Jump houses come in all forms and cater to children's imaginations: slides, castles, ships, even obstacle courses. They offer parents much needed respite during outdoor playtime and are a popular item at parties. However, as a personal injury attorney in Atlanta, I know that, on breezy afternoons, they can also come with many perils. An accident this summer hammered home these little-known hazards when a gust of wind suddenly sent three inflatables at a youth soccer tournament soaring into the air - with children inside. According to the Associated Press, a mother was seriously injured when one landed on her, but the children only suffered minor bumps and bruises.
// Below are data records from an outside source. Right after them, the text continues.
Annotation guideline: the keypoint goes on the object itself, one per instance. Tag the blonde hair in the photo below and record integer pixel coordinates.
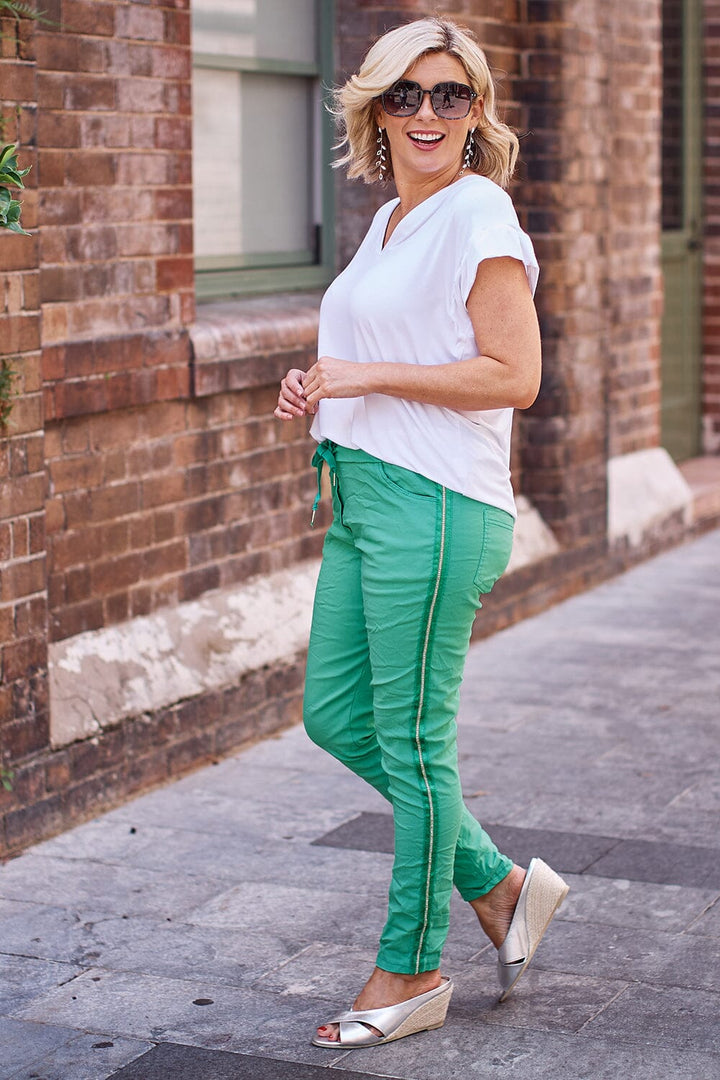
(388, 59)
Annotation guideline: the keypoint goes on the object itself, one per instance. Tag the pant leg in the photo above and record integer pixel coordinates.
(399, 583)
(338, 696)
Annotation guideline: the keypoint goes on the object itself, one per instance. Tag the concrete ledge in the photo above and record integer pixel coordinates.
(252, 341)
(703, 477)
(140, 666)
(644, 490)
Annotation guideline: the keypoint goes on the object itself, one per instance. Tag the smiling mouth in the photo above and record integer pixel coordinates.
(425, 139)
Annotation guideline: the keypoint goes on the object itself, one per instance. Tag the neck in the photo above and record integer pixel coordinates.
(415, 190)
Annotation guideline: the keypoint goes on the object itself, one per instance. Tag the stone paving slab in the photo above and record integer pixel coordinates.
(205, 929)
(483, 1052)
(171, 1062)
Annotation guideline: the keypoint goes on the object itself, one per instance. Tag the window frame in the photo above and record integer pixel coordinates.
(281, 274)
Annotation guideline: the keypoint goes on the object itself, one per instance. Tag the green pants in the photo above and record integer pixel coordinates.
(404, 564)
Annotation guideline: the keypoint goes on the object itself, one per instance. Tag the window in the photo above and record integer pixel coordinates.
(261, 145)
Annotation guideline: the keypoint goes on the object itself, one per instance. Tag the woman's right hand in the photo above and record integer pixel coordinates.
(291, 397)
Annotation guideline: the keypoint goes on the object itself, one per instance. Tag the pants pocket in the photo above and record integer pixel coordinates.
(497, 548)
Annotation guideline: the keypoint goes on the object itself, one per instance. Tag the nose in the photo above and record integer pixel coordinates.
(426, 111)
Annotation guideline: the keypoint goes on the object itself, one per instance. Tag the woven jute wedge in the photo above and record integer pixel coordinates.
(542, 893)
(423, 1013)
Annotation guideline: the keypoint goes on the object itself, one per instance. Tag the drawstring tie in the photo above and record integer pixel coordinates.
(324, 453)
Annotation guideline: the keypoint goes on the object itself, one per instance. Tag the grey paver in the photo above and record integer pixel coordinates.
(471, 1049)
(24, 977)
(23, 1042)
(83, 1057)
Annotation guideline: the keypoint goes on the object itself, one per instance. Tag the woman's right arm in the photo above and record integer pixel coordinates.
(291, 397)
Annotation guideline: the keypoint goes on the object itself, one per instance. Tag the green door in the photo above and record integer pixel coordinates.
(681, 159)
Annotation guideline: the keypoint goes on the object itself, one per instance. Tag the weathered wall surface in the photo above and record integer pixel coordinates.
(711, 234)
(175, 505)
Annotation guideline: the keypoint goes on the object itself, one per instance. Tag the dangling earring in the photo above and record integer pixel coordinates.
(470, 147)
(380, 156)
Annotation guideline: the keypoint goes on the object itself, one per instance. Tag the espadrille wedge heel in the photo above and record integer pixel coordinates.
(423, 1013)
(542, 893)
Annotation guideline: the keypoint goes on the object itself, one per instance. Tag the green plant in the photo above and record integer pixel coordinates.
(11, 175)
(8, 376)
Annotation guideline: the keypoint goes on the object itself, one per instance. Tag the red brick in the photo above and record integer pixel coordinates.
(91, 169)
(87, 16)
(140, 24)
(175, 273)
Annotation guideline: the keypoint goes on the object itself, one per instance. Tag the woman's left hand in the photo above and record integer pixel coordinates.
(335, 378)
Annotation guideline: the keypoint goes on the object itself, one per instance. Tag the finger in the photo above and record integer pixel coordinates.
(282, 414)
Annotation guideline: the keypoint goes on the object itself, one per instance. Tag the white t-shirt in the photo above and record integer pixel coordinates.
(406, 302)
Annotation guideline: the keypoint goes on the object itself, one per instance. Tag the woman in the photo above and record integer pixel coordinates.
(428, 340)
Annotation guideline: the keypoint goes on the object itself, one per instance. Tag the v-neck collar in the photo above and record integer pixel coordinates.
(416, 217)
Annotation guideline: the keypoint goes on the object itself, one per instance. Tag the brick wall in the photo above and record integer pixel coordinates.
(636, 288)
(564, 85)
(24, 715)
(711, 248)
(154, 505)
(164, 472)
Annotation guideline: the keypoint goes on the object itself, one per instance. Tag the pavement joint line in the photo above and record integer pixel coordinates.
(374, 832)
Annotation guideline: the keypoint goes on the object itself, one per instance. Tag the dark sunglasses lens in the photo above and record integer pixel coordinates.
(402, 99)
(451, 99)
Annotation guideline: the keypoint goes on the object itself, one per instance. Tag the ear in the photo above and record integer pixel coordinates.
(477, 112)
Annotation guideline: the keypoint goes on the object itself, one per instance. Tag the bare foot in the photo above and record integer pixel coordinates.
(496, 908)
(385, 988)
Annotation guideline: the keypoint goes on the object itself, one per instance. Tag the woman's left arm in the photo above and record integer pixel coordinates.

An AP interview with Jim Barber, a spokesman for the National Association of Amusement Ride Safety Officials, revealed that accidents like these happen all the time. In fact, the situation is so severe that in 2001, the Consumer Product Safety Commission came out with a bulletin on how to safely operate inflatable products. A 2005 report linked the growing popularity of inflatables with an increasing number of injuries treated at hospital emergency rooms from 1997 to 2004. One of the best manners of determining a safety issue with a product is to evaluate the number of emergency room visits that result from the use of the product. An increase in emergency room visits over a 7 year period of time points to a real issue with inflatables.

Interestingly enough, the real problem may not be with the huge toys themselves, but with the people who supervise them. Guidelines for carnival, fair and amusement parks rides are fairly strict, but bouncy houses are usually not included in this category. Many states lack regulations that monitor the training requirements for handlers and operators. This is, I think, because such laws are created at the state level and many legislators are not yet aware of the real problems posed. Perhaps this incident, and the media attention it's garnering, will be the catalyst that inspires lawmakers to take a closer look at what can be done to ensure the safety of our children.

I think there are several things that can be done statutorily and with regulations to improve safety in this area. First, states need to pass a law that requires operators and installers of inflatables to become licensed. In order to become licensed, a person installing these devices would need to undergo a safety instruction course that explains their proper installation from an independent third party. Second, states need to pass regulations that address the manner in which inflatables are anchored. The problems often arise due to the failure of the installer to properly secure the inflatable to the ground. Third, a review does need to occur with respect to the design of these devices. The amount of anchorage needs to be tied to the weight of the inflatable. In the end, whether it's the children inside or the innocent bystander, persons will be injured if the states fail to take action to make sure inflatables are safe.